Прежде чем появилась Ильма, прежде чем молоко пролилось в стакан, прежде чем человек по имени Сергунчик сделал свой первый вдох — была тишина. Не та тишина, которую можно услышать, затаив дыхание в пустой комнате. Не та, которая наступает после того, как затихает музыка. А другая. Более древняя. Более глубокая. Та тишина, которая существовала до того, как время начало свой бег, до того, как пространство обрело форму, до того, как свет отделился от тьмы.
В этой тишине не было ни верха, ни низа. Не было ни прошлого, ни будущего. Не было ни большого, ни малого. Было только ожидание. Бесконечное, терпеливое, всепроникающее ожидание, которое длилось столько, сколько длится вечность — а вечность, как известно, не имеет длины, потому что у неё нет ни начала, ни конца.
И в этом ожидании, на самом краю того, что можно назвать реальностью, существовала сила. Она не имела имени, потому что у неё не было того, кто мог бы её назвать. Она не имела формы, потому что не было того, кто мог бы её увидеть. Она была просто... возможностью. Семенем, из которого должно было вырасти всё: и галактики, и атомы, и капли молока, и любовь, и память.
Сила эта не была злой. И не была доброй. Она была просто великой — настолько великой, что любое живое существо, которое встретилось бы с ней лицом к лицу, ощутило бы себя песчинкой перед лицом океана. Она пронизывала всё, но не имела ни цели, ни желания. Она просто была.
И однажды, в тот самый миг, когда Вселенная решила, что пора начинаться, эта сила превратилась во множество других сил. Одной из них стала Гравитация.
Гравитация была старшей дочерью той великой тишины. Она родилась первой, когда пространство ещё не научилось изгибаться, а время ещё не научилось течь. Она была самой могучей, самой властной, самой неумолимой из всех. Она взяла на себя ответственность за порядок — за то, чтобы планеты вращались по своим орбитам, чтобы звёзды не разлетались в разные стороны, чтобы всё тяжёлое оставалось внизу, а всё лёгкое — вверху. Она считала себя главной. Она считала себя единственной, кому подчиняется всё сущее.
Но она ошибалась.
Потому что где-то в глубинах этой же Вселенной, в тех самых недрах, которые Гравитация считала своей вотчиной, рождались другие силы. Меньшие. Казалось бы, незначительные. Они не могли скручивать галактики или заставлять звёзды коллапсировать. Они не могли создавать горы или океаны. Их масштаб был настолько мал, что Гравитация даже не замечала их — до тех пор, пока не оказывалась бессильной перед ними.

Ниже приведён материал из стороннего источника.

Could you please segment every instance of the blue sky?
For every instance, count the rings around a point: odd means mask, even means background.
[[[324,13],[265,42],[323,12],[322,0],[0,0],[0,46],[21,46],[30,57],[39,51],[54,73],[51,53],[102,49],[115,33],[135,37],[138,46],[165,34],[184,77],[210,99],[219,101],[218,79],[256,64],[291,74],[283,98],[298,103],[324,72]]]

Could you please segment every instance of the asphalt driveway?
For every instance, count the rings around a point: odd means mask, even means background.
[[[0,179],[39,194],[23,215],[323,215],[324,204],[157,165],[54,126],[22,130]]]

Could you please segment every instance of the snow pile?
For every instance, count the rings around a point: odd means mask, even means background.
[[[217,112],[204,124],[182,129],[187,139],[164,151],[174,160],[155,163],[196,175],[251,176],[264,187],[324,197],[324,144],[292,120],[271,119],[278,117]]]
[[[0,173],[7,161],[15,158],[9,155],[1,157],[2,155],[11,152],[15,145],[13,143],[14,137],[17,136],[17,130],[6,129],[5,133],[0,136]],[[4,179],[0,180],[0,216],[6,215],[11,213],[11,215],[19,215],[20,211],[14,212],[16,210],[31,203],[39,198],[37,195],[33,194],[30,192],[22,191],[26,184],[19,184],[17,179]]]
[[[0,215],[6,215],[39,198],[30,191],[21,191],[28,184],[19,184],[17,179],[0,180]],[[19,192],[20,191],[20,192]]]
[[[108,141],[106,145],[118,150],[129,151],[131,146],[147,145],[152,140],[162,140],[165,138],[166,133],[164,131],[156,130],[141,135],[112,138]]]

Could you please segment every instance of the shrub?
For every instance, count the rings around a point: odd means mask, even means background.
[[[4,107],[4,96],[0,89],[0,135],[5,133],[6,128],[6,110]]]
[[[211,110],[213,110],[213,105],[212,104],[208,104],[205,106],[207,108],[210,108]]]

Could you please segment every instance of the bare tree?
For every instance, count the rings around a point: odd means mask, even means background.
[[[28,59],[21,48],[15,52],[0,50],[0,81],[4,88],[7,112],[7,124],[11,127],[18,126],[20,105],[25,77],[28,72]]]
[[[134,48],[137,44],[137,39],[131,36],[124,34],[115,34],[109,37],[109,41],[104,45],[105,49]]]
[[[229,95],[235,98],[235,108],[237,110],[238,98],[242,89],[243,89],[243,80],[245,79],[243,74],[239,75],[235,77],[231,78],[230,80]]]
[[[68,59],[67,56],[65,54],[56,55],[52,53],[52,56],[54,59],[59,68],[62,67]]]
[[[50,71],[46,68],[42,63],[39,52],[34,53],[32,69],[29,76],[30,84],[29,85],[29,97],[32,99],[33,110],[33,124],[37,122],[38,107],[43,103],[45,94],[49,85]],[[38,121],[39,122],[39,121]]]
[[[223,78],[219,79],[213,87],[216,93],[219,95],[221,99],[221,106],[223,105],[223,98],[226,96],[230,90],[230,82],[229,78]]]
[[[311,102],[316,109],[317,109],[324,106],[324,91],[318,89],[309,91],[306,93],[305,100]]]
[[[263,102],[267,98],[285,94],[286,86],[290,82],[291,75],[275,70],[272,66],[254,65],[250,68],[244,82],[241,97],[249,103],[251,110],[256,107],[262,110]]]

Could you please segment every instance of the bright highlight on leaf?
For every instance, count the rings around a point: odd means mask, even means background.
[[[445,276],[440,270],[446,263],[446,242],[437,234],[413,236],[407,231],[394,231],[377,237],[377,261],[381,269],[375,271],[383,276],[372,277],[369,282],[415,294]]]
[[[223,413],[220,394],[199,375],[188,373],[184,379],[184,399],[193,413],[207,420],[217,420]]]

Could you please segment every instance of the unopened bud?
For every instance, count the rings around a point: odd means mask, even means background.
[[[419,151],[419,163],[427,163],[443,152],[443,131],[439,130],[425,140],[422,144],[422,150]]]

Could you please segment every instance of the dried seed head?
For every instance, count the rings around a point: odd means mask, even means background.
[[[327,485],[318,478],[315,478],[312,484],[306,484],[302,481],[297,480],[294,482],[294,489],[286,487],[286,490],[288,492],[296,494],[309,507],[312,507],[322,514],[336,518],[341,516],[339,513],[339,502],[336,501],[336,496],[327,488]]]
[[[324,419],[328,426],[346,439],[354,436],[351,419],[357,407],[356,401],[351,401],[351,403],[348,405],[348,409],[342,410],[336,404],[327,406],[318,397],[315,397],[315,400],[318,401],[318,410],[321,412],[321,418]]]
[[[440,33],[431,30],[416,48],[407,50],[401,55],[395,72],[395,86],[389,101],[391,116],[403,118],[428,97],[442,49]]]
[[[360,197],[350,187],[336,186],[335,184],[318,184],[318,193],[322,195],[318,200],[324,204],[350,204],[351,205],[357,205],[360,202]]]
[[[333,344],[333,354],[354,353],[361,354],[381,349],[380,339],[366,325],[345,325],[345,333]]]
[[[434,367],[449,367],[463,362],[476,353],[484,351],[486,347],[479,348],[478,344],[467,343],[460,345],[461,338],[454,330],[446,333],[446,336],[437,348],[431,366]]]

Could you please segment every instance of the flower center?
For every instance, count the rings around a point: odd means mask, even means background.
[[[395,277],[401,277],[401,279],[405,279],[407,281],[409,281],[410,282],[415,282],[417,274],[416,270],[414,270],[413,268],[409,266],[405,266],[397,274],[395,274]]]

Одной из таких сил было Электрическое Отталкивание. Оно было скромным, почти незаметным на фоне величия Гравитации. Оно действовало на расстояниях, которые Гравитация считала ничтожными — на микронах, на нанометрах, на ангстремах. Оно не перемещало планеты. Оно просто не давало двум одинаково заряженным частицам соприкоснуться. Оно создавало невидимые стены между крошечными мирами, защищая их от слияния, сохраняя их индивидуальность.
Гравитация смеялась над ним.
— Ты слишком мала, — говорила она. — Ты всего лишь играешь в свои детские игры на масштабе, где меня почти не видно. Но я вижу тебя. Я всегда вижу тебя. И я помню. Однажды, когда твой срок истечёт, ты вернёшься ко мне.
Но Электрическое Отталкивание не слушало. Оно продолжало свою работу. Оно не стремилось к величию. Оно просто знало: на его масштабе правила другие. Здесь побеждает не масса, а поверхность. Здесь побеждает не тяжесть, а заряд. Здесь побеждает не одиночество, а танец.
И этот танец был вечным. Он не подчинялся времени, потому что время для него текло иначе. Оно измерялось не секундами, а столкновениями. Не годами, а вибрациями. И в этом танце рождались миры — такие маленькие, такие хрупкие, что Гравитация считала их несуществующими. Но они были. И они были прекрасны.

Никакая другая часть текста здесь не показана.